Winter Root Vegetable Soup Recipes
Cold days call for warm soup and with bountiful winter produce you can easily whip up some magic. Root vegetables like parsnips, turnips, rutabaga, carrots, and celery are so plentiful right now. They may seem like ho-hum veggies, but they’re definitely underestimated. I love using the tasty produce to create delicious winter root vegetable soup recipes!
This vegetable soup is so hearty and filling. With the same ingredients, you can make a creamy or traditional version of the soup. It’s loaded with root veggies, fresh herbs and garlic. When the ingredients come together with chicken stock it creates a magical soup that’s perfect for winter!
For the first root vegetable soup I simply chopped a variety of different veggies; rutabaga, turnips, parsnips, celery and carrots. I saute some onions, celery, and garlic for the base. I added some fresh rosemary and thyme before adding the chunky vegetables. Add the stock to bring the mixture to a simmer and let the vegetables soften.
I love to serve this soup with freshly grated Parmesan and a fresh dollop of pesto. It really brings the flavors to life and a nice pop of color. Check out my easy homemade pesto recipe or if you’re short on time, Costco and Trader Joe’s have good quality pesto options.
Creamy Winter Root Vegetable Soup
Okay, so you guys know that I hate when food goes to waste! And sometime in an effort to use it all – I come up with some great recipes! I made a large batch of the root vegetable soup and didn’t want to throw it away! I simply pureed what was left, added a couple more ingredients, and the soup got even better! This creamy root vegetable soup was a complete accident and totally delicious! It was especially good when mopping up with some homemade crusty bread! This meal ended up being one of my all-time favorites! It was so easy, too! All I did, was take an immersion blender to the pan of leftover soup, added some flour water, a little cream, some more salt, and pepper and brought the soup to a boil. Voila! Heaven in a bowl!
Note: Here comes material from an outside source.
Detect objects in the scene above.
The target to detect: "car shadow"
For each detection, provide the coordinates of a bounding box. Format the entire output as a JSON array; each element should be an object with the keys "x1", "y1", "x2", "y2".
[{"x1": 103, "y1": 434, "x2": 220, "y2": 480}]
Seriously give this a try!Winter Root Vegetable Soup
Ingredients
- 2 celery stalks, diced
- 1 large wite onion, diced
- 2 garlic cloves, diced
- 2 parsnips, cut in 1/2 inch pieces
- 1 rutabaga, peeled and cubed
- 4 turnips, peeled and cubed
- 2 carrots, cut in 1/2 inch pieces
- 6 cups stock, can use veggie or chicken
- 2 sprigs fresh rosemary, finely chopped
- 2 tbps fresh thympe, finely chopped
- Salt & Pepper to taste
- Pesto and Parmesan for serving
- 1 parmesean cheese rind
Instructions
- In a large pan soup pan, saute the onion and celery in butter or olive oil. When the onions are soft, add the garlic and fresh herbs. Mix until the garlic is soft, about a minute. Then add te parmesean cheese rind and chopped root vegetables. Mix well before adding the stock.
- Once the stock is added, bring the soup to a simmer and reduce the heat. Continue cooking until the vegetables are soft. Season to taste with salt & pepper. Serve the soup with freshly grated Parmesan and a dollop of pesto.
- To make a creamy version of this soup, take an immersion blender to the mixture and add a mixture of flour and water to help thicken it. About 1 tbsp of flour to 1 tbsp of water. Add some heavy cream and serve!